The vast majority of patients with meningiomas are effectively treated by neurosurgery, radiosurgery and/or radiation therapy. However, there are a small number of patients whose meningiomas recur despite repeated therapies.
In this issue, Drs. Kaley, Wen, and colleagues from four American institutions report the results of a single-arm, multicenter phase II trial with sunitinib in patients with surgery and radiation-refractory atypical (grade II) and anaplastic (grade III) meningiomas (n = 36) as well as an exploratory cohort of 13 patients with recurrent benign (WHO grade I) meningiomas, hemangiopericytomas and hemangioblastomas.1 It is a great and rare moment to participate in the discovery of an effective treatment for patients with previously unmet medical needs. This study describes for the first time that patients with atypical and anaplastic meningiomas without further therapeutic options benefited from therapy with the tyrosine-kinase inhibitor sunitinib. For the first time, a positive result for a prospective study in this setting is reported, fulfilling and even exceeding the predefined efficacy endpoint with an observed rate of 42% of patients remaining progression-free at six months (PFS-6), compared with the predefined efficacy PFS-6 threshold of 30%.
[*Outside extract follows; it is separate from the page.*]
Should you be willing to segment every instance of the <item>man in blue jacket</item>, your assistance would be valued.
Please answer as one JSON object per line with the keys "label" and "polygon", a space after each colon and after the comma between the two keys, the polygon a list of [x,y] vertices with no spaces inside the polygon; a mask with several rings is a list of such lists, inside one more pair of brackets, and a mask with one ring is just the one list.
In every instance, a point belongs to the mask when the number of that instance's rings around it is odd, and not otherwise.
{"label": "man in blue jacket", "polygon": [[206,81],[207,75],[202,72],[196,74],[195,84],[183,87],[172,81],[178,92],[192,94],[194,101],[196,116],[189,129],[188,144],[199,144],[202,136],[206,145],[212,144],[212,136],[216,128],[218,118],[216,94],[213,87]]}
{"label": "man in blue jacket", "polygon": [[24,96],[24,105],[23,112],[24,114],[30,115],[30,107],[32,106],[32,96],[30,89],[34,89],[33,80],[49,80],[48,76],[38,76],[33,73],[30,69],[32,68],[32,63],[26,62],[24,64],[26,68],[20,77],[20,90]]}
Of note, this was a multicenter investigator-initiated study, emphasizing the rarity of aggressive meningiomas recurring after surgery and radiation. There are indeed only a small number of patients with aggressive meningiomas, meaning that there is low potential for significant sales volumes and thus less interest for drug development by the pharmaceutical industry. Moreover, these patients are frequently symptomatic with headaches, seizures, and a variety of neurological deficits,2 often requiring complex medication regimens for the treatment of pain and the prevention of seizures that could potentially lead to drug interactions. Most patients also have impaired performance status, making their participation in a study even more challenging.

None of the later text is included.